Training a model to predict the future stability or fragility of a student's understanding requires training examples where both the trajectory signal and the subsequent outcome are present in the data. This means: longitudinal interaction sequences of sufficient length (months, not weeks), with ground truth outcomes also present in the dataset. Most publicly available educational datasets are either too short (ASSISTments interactions are typically sparse over time), too coarse (single binary correctness labels without timing or hint request data), or lack the curricular structure annotations required to identify dependent concepts.
The implication is that the architectural choices above are necessary but not sufficient. The training data must have the temporal and structural depth that the model requires to learn the longitudinal patterns it is being asked to detect. Building that training data, e.g. through institutional partnerships that generate sustained, structured, annotated interaction logs at meaningful scale, is the constraint that determines whether the system described here is buildable in practice, not merely in principle.
The teacher who sees December in October
The question of what it would mean to actually know a student — not measure them at intervals but model the current structure and trajectory of their cognitive development — is the question that the next generation of educational AI needs to answer. The architectural primitives for approaching it exist: selective state space models for efficient long-range temporal representation, graph neural networks for structured knowledge state encoding, forward-looking training objectives for longitudinal predictive validity. What does not yet exist is a system that combines these components, trains them on data of sufficient depth, and deploys them at the scale that would make the detection meaningful.
The teacher who sees December coming in October is not running a better assessment. They are maintaining a richer internal model: one that represents not just where a student is but how they got there and where the trajectory leads. That is the capability that needs to be formalised, trained, and scaled.

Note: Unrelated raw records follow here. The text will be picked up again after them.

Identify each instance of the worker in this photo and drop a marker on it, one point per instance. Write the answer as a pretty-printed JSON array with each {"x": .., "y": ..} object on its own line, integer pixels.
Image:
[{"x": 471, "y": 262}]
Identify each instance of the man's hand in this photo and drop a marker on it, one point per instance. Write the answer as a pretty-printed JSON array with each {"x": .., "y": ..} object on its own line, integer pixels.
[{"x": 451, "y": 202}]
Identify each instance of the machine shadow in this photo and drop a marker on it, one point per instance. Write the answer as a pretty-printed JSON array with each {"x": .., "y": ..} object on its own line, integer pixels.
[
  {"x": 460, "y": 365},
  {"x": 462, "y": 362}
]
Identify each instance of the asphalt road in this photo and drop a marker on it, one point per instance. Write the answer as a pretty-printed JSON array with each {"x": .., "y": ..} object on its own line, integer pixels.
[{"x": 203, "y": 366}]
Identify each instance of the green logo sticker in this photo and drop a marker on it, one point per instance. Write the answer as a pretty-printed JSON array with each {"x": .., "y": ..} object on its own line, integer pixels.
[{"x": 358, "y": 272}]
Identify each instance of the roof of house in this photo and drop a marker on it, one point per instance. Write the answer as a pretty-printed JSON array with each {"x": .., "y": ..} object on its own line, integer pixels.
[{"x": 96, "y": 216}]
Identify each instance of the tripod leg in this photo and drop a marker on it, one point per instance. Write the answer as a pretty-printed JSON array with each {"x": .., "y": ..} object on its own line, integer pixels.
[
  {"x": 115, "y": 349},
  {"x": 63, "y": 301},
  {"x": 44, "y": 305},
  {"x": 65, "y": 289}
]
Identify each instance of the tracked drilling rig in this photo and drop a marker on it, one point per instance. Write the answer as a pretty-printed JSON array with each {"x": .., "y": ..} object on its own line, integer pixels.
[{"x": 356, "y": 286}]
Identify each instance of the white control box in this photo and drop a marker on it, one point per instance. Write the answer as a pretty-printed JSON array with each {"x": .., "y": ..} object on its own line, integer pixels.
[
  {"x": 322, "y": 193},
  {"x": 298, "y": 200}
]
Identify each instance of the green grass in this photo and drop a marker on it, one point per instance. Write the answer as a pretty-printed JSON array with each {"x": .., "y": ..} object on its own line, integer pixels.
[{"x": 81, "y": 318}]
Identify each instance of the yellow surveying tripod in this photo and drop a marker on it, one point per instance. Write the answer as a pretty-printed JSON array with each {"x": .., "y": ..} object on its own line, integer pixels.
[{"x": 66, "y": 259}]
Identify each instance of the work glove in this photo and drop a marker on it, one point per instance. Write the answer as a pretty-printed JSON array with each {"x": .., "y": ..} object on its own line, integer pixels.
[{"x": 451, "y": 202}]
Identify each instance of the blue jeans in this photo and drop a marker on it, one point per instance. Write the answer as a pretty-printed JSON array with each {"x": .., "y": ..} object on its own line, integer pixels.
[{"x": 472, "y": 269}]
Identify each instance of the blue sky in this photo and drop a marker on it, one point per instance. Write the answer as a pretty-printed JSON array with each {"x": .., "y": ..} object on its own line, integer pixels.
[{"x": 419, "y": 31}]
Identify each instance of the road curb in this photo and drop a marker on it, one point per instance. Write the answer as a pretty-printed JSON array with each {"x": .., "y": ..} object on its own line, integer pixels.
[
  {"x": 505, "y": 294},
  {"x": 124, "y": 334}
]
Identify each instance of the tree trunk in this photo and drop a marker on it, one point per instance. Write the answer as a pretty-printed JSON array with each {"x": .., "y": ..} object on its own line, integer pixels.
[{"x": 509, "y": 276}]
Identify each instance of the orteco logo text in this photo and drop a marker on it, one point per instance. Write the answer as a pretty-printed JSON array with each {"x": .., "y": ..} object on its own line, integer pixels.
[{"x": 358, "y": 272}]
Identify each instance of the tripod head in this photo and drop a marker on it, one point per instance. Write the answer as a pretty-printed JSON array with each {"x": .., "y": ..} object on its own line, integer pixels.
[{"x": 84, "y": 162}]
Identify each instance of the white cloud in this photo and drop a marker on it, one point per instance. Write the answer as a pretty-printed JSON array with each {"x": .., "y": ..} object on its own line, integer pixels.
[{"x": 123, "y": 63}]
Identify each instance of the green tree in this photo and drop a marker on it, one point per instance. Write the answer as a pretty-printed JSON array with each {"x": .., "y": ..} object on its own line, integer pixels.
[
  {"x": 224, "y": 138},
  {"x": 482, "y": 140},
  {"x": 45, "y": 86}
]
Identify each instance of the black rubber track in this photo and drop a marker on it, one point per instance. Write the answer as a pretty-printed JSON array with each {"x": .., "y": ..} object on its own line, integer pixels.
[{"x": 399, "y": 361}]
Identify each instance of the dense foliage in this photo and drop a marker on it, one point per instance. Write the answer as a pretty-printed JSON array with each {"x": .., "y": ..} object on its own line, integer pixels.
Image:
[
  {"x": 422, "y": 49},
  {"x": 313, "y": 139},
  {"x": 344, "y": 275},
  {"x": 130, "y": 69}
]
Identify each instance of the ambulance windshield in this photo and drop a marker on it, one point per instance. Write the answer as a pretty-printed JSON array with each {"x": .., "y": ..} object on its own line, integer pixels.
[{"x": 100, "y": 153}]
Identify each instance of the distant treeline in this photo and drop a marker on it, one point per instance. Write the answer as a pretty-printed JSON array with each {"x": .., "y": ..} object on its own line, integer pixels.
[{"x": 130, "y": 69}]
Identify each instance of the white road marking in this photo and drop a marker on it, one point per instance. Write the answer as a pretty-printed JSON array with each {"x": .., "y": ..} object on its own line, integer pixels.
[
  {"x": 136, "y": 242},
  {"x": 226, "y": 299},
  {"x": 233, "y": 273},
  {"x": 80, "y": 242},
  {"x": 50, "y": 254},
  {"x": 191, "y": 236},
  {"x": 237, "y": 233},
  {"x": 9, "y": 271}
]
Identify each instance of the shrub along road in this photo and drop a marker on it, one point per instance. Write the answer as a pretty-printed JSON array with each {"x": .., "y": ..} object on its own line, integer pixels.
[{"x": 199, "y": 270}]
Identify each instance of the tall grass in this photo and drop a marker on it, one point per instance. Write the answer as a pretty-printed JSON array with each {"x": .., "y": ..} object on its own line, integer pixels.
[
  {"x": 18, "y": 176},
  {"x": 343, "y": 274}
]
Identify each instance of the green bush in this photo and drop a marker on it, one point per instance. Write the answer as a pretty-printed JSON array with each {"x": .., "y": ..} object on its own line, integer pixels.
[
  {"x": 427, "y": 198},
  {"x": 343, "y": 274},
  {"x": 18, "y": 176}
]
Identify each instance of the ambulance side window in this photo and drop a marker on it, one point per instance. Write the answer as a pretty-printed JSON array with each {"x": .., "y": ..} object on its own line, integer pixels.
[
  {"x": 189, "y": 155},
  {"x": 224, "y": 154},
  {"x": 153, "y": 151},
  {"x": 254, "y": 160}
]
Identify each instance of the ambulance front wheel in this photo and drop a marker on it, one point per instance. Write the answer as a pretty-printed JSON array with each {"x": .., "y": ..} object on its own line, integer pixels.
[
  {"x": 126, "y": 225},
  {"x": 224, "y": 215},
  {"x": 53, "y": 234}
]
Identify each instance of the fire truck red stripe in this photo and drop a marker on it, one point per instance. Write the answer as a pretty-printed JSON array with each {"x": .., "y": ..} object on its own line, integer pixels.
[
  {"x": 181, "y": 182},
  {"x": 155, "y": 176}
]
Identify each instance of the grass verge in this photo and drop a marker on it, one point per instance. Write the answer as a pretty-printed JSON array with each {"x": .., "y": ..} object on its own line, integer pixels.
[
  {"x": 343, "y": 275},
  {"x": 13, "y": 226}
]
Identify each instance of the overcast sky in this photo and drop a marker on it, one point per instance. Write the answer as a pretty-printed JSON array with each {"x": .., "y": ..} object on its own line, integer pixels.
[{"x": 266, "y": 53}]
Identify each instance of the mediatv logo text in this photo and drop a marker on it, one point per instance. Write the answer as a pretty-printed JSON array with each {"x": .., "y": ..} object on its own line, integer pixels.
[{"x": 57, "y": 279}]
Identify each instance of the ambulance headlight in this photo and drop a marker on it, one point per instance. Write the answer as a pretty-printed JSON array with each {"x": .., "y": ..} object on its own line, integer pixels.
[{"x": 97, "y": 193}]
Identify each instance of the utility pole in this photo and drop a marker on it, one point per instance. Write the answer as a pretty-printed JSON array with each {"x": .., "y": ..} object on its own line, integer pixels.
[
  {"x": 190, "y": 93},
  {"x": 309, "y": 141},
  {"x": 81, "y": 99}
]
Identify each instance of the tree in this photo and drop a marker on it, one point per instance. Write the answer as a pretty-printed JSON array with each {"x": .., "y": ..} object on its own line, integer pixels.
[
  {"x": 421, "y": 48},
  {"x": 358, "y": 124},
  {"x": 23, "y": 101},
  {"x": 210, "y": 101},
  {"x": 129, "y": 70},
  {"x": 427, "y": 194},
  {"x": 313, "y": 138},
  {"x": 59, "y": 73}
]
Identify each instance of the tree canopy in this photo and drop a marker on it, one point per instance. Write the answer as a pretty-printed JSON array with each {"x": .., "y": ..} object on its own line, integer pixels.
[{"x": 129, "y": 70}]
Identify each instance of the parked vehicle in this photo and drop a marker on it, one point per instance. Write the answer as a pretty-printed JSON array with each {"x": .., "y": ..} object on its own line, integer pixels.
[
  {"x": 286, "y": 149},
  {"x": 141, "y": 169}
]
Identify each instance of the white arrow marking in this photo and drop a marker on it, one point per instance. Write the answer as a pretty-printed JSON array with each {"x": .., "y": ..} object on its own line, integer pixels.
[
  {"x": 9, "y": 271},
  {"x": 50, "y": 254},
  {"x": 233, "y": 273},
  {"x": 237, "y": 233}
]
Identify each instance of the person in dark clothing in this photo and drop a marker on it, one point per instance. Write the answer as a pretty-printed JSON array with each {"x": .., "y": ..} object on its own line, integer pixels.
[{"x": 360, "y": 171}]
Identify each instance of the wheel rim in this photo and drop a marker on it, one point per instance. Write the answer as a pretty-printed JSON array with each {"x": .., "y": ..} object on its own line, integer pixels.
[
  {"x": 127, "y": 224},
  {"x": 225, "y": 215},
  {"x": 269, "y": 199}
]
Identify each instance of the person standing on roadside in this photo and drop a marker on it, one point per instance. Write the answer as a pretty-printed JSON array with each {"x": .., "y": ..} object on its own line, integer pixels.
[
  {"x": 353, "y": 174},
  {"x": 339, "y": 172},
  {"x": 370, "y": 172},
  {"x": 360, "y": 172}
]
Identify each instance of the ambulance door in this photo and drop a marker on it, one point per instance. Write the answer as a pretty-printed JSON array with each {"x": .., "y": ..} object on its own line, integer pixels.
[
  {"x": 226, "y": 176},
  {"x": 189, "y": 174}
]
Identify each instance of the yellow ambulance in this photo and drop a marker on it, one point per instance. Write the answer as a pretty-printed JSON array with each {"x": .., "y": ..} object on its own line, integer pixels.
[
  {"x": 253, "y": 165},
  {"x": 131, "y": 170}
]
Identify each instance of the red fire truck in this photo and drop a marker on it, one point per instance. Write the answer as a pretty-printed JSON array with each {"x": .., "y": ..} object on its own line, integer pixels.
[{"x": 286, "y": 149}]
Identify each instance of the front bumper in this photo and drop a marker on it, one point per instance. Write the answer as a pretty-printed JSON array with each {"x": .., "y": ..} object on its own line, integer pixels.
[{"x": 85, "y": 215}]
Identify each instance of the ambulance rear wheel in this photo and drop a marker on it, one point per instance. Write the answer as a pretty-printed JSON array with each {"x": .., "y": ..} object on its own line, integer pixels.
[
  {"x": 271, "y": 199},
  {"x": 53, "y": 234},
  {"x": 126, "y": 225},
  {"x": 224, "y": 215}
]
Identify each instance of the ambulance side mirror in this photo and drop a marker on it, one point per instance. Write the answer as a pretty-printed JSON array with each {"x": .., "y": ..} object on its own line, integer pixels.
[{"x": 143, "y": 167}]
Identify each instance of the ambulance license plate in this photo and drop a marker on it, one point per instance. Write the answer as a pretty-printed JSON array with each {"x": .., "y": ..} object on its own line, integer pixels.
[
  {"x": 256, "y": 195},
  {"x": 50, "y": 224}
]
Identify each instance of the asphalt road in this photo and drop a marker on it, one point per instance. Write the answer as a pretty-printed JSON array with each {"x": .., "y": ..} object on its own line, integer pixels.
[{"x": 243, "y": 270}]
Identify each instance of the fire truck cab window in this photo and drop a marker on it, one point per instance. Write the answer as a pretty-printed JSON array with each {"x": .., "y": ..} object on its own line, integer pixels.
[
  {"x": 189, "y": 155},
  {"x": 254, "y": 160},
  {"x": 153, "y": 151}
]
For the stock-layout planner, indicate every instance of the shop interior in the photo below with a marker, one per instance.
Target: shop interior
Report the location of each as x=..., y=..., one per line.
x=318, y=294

¹ For the procedural-conceptual distinction in mathematics education, see: Rittle-Johnson, B., Siegler, R.S., & Alibali, M.W. (2001). Developing conceptual understanding and procedural skill in mathematics: An iterative process. Journal of Educational Psychology, 93(2), 346–362. ² Smith, J.P., diSessa, A.A., & Roschelle, J. (1994). Misconceptions reconceived: A constructivist analysis of knowledge in transition. Journal of the Learning Sciences, 3(2), 115–163. ³ Piech, C. et al. (2015). Deep Knowledge Tracing. NeurIPS 2015. Ghosh, A., Heffernan, N., & Lan, A.S. (2020). Context-aware attentive knowledge tracing. KDD 2020. Shin, D. et al. (2021). SAINT+: Integrating temporal features for EdNet correctness prediction. LAK 2021. ⁴ Preprints.org (2025). A Systematic Review of Deep Knowledge Tracing (2015–2025): Toward Responsible AI for Education. ⁵ Gu, A. & Dao, T. (2023). Mamba: Linear-time sequence modelling with selective state spaces. arXiv:2312.00752. ⁶ Liu, H. et al. (2025). Advancing Knowledge Tracing by Exploring Follow-up Performance Trends (FINER). arXiv:2508.08019. ⁷ Tong, S. et al. (2020). Structure-based Knowledge Tracing: An Influence Propagation View. ICDM 2020. Fu, L. et al. (2024). SINKT: A structure-aware inductive knowledge tracing model with large language model. CIKM 2024.